The unit doesn't have to be turned off. DHCP will happily issue an address from its pool regardless of whether something configured statically within its pool is actually using it or not.
Do you mean DHCP?
Probably DCHP.
 
The unit doesn't have to be turned off. DHCP will happily issue an address from its pool regardless of whether something configured statically within its pool is actually using it or not.
Does this imply that if a device is actually using a manually set (on the device) static IP address within the router's DHCP pool, the DHCP server will still issue the same IP address to another device? I don't think so. But I see no reason why it wouldn't issue it if the device was not connected/using the IP address at the time.
 
Does this imply that if a device is actually using a manually set (on the device) static IP address within the router's DHCP pool, the DHCP server will still issue the same IP address to another device?

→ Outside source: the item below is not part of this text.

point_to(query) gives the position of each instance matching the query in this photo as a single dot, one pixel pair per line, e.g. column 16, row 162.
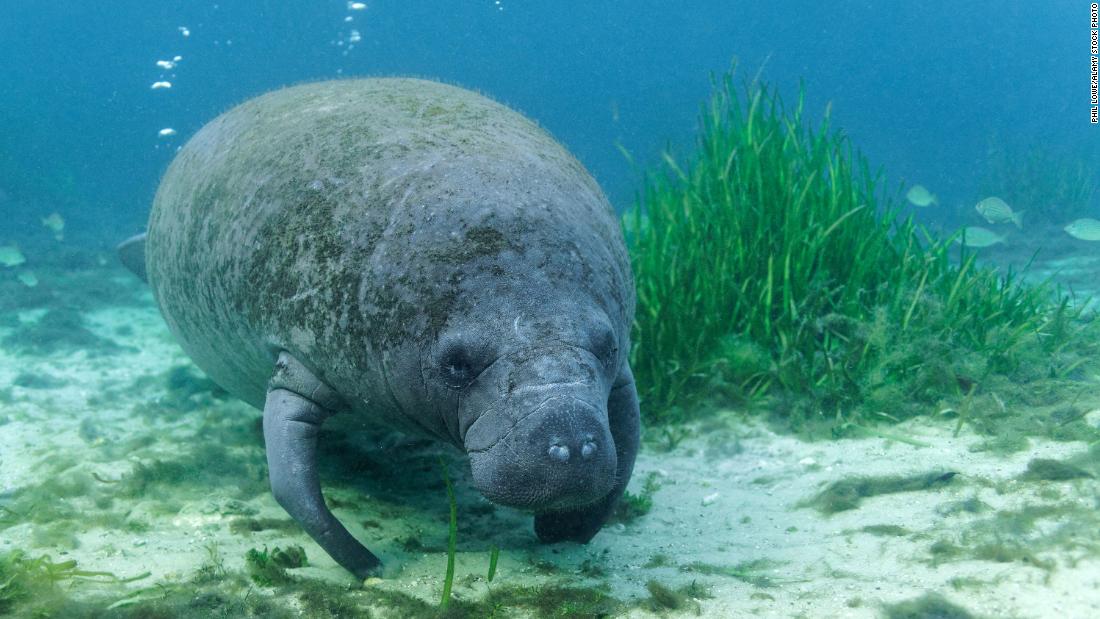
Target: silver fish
column 997, row 211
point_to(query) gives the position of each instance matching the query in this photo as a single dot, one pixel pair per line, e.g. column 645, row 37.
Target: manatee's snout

Yes. I thought that was what I said.
I don't think so.
Why not? How would it know? The only way would be for the DHCP server to snoop all the traffic on the network. Clearly this is grossly inefficient, even if is possible at all without setting promiscuous mode on the network card. It is just not going to happen in any sane implementation.
 
I don't think so.
Why? For the record I have seen it happen several times; maybe there are implementations that are more careful but I think the common ones will hand out an IP address if the DHCP server thinks it is not allocated.